Unfortunately Windows XP is very broken in this regard. You’d think someone could teach the programmers at Microsoft that a good standard queuing algorithm would be to fill all the empty IRQ’s before doubling them up, but WinXP just loves to put everything on one or two IRQ’s and leave several others open. You may have to disable ACPI as the “answer id=306” link above suggests.

~jr
farss wrote on 10/29/2003, 5:42 AM
I'll offer a bit of a further heads up on that. Where i work sometimes, we actively doscourage customers from using the cameras we hire as VCRs by not including firewire cables in the kit.

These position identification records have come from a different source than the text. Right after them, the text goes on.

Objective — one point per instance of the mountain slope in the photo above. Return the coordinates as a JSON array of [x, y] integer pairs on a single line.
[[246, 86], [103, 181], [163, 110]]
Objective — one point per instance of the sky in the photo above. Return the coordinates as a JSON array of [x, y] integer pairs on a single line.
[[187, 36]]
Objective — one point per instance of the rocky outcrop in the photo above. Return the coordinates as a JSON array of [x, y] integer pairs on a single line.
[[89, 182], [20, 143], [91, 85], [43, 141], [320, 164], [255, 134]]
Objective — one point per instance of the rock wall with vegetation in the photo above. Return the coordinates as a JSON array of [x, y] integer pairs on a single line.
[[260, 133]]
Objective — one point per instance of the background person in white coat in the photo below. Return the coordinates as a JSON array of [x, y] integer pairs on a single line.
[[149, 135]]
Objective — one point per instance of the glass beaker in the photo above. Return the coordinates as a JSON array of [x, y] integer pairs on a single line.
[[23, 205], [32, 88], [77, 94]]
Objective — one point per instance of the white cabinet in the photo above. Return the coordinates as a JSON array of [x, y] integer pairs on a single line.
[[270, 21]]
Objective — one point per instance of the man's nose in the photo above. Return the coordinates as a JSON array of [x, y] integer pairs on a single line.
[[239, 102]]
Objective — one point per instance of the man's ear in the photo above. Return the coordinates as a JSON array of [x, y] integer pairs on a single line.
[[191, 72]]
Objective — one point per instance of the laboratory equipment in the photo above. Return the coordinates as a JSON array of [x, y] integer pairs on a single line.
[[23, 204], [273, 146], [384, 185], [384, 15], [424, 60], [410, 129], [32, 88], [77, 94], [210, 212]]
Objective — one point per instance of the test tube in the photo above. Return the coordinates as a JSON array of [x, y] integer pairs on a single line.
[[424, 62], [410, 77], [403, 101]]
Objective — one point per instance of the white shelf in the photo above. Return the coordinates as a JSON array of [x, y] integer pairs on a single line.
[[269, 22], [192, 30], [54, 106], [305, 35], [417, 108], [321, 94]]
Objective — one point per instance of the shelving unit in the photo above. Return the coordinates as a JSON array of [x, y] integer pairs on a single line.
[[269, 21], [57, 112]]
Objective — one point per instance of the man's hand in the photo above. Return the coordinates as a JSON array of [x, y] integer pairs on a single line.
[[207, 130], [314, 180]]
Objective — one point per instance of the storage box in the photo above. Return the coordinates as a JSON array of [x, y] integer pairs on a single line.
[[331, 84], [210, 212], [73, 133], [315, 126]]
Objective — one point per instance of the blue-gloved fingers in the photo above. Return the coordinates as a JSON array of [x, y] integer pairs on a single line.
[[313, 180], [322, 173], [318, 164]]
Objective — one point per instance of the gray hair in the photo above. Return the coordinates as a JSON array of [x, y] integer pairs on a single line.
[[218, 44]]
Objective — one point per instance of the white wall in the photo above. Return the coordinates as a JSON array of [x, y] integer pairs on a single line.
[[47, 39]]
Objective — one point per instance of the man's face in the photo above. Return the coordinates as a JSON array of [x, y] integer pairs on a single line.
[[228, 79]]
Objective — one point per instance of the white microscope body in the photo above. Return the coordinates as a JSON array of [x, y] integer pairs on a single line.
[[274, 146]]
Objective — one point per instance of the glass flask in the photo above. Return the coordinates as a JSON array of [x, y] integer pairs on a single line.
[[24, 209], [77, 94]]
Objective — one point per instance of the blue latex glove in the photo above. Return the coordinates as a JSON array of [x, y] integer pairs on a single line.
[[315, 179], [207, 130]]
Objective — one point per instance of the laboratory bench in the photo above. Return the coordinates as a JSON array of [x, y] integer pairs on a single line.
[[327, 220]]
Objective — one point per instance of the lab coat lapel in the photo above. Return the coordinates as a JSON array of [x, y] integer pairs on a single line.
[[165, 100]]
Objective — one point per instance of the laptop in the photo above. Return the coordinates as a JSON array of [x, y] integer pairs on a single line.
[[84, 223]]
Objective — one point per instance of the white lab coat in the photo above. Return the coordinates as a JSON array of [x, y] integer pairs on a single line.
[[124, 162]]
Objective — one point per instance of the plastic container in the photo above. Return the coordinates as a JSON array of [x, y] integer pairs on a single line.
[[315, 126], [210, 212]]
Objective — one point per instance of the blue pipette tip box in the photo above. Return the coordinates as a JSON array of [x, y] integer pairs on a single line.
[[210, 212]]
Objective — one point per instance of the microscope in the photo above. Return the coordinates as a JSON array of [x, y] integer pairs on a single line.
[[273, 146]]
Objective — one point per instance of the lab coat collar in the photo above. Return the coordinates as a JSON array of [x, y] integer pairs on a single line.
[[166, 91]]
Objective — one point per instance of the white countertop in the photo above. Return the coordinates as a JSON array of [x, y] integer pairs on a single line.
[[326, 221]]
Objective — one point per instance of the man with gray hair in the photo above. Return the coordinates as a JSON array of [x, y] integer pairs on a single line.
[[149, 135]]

In general VCR transports are designed to withstand the stresses of shuttling tape and they're usually a bit cheaper to repair than camera transports. On top of that they're a lot cheaper. I know I've you'e mortgaged the house and mother-in-law to buy a camera the last thing on your mind is buying a VCR even at half the price of a camera.

If you do a lot of work though it's money well spent, also VCRs, paricularly the good ones are better at tracking tapes that are slightly out of alignment. Canon cameras seem pretty prone to this problem. Whether its a design issue or just the poor local servicing I don't know.

If you do get a camera serviced just record a few minutes of video and then play it back in a VCR or ANOTHER camera. This is not a very precise head alignment test but its better than none. If your camera has a hard life I'd be doing this test regularly.

We had one customer who had his camera repaired then did about 3 wedding shoots, tapes played back OK in the camera, he sent the tapes off to the editor and then realised he had another minor problem with the camera so had it repaired again. When he got it back tapes from the prior shoot wouldn't play. He rang the editor to see about the last batches of tapes, he'd forgotten to tell him they wouldn't play in his VCR and now they wouldn't play in the camera either.

So first repair they got the heads out of alignment, second time they fixed it even though it wasn't mentioned on the service docket. Footage was eventually recovered on a top line VCR. He was lucky.